LMU's contract with Rodeo Time contains a clear consent to jurisdiction in Brazos County, Texas. The motion turns on whether LMU's contract with Rodeo Time is void. LMU argues that the LMU superintendent, who signed the contract with Rodeo Time on LMU's behalf, did not have the authority to do so. If the superintendent had the authority, LMU consented to jurisdiction in Texas. If he did not, LMU did not consent to jurisdiction.
Based on the motion, response, and reply; the current record; and the applicable law, the court finds that the contract between LMU and Rodeo Time is not void and that LMU consented to jurisdiction in Texas. LMU's motion to dismiss for lack of personal jurisdiction, (Docket Entry No. 6), is denied. LMU may reassert its arguments on contract validity later in the case, on a fuller record. The reasons for this ruling are explained below.
I. Background
Rodeo Time is a Texas limited liability company located in Young County, Texas, and "provides social media marketing campaigns and strategies, as well as high-quality digital content, to market and promote the products and services of both individuals and entities." (Docket Entry No. 1-2 at ¶¶ 3, 7). LMU is a municipal electric utility company owned and operated by the City of Lawrenceburg, Indiana. (Id. at ¶ 4).
In September 2019, Rodeo Time and an LMU representative entered a Master Social Media Services Agreement and Statement of Work. (Docket Entry Nos. 6-1, 6-2). Olin Clawson, the then president of LMU, signed the Statement of Work, and his name appears on the Master Agreement. (Id.). In the Master Agreement, Rodeo Time agreed to "provide the social media services . . . described in individual Statements of Work, as amended, regarding each project requested by [LMU]." (Docket Entry No. 6-2 at 1). LMU agreed to pay Rodeo Time for "all Service Fees set forth in each Statement of Work." (Id.). The Master Agreement also stated that "each party consents to the personal jurisdiction" of the "federal and state courts residing in Brazos County, Texas." (Id. at 5).
LMU does not argue that the Master Agreement is void because Clawson did not sign it. (Docket Entry No. 10 at 2 ("Whether Olin Clawson signed or agreed to the contract is not the issue.")).

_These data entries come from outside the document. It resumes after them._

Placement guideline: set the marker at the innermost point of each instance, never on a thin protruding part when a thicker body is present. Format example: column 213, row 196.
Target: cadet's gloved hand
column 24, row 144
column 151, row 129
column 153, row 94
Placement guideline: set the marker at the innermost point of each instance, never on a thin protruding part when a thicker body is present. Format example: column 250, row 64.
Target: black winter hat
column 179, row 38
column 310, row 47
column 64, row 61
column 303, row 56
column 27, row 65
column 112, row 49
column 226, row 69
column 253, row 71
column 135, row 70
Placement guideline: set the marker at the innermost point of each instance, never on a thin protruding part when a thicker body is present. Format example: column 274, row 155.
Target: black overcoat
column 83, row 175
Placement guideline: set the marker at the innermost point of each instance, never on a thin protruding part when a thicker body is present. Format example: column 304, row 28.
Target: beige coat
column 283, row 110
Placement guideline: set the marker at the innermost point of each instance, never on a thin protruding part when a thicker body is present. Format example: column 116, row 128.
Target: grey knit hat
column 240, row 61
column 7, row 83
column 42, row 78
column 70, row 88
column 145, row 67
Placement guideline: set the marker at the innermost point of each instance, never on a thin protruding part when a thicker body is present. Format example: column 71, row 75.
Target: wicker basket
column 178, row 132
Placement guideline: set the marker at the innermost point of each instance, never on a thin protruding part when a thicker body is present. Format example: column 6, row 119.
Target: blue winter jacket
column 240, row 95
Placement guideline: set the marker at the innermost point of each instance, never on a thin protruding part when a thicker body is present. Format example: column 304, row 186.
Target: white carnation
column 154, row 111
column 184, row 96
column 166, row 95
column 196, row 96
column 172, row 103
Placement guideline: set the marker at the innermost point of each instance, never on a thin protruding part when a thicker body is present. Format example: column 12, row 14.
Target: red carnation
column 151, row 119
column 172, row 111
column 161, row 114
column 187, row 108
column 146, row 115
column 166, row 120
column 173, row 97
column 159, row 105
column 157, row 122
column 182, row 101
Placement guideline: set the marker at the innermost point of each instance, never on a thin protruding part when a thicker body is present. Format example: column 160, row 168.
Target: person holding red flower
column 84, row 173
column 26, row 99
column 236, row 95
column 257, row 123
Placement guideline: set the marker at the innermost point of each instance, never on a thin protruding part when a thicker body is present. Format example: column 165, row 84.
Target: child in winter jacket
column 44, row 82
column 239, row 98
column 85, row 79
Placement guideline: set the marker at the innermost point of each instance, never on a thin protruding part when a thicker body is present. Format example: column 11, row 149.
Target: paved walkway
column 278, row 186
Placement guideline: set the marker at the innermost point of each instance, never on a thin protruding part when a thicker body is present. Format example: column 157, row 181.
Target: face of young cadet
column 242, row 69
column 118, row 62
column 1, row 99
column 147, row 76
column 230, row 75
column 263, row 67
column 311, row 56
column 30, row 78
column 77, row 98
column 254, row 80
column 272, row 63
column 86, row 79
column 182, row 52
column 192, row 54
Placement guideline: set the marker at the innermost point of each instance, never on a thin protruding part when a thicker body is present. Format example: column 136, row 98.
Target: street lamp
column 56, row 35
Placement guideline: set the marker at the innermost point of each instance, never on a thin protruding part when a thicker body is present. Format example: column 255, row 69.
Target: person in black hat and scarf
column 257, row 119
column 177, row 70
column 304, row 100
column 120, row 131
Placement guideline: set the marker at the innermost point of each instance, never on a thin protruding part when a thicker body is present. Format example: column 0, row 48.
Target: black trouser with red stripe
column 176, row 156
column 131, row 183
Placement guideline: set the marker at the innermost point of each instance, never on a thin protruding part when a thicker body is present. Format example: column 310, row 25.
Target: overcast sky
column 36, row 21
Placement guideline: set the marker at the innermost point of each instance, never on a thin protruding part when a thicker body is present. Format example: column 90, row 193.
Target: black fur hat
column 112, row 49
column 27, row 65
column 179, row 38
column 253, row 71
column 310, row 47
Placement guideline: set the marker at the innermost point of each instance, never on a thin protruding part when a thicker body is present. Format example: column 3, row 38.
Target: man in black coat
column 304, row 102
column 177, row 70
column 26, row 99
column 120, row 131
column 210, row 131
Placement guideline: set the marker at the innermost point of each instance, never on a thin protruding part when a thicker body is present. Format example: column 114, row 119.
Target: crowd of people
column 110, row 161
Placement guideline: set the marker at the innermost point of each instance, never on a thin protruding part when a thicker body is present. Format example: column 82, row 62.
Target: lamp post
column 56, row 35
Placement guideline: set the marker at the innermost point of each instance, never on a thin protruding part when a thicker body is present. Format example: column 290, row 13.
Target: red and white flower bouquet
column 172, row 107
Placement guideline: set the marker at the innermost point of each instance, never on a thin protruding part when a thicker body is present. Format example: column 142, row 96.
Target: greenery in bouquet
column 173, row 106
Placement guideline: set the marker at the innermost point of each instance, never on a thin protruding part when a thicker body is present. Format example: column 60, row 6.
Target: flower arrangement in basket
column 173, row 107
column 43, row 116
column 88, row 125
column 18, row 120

Under the Statement of Work, Rodeo Time would "provide and deliver" to LMU "comprehensive social media management services" to promote LMU's new fiber optic and data services. (Docket Entry No. 6-1 at 1-3; Docket Entry No. 1-2 at ¶ 7). LMU agreed to pay Rodeo Time an hourly rate specified in the Statement of Work, as well as an "advanced deposit of $10,000.00." (Docket Entry No. 6-1 at 1-2). The Statement of Work was "entered into pursuant to the terms of the" Master Agreement. (Id. at 1).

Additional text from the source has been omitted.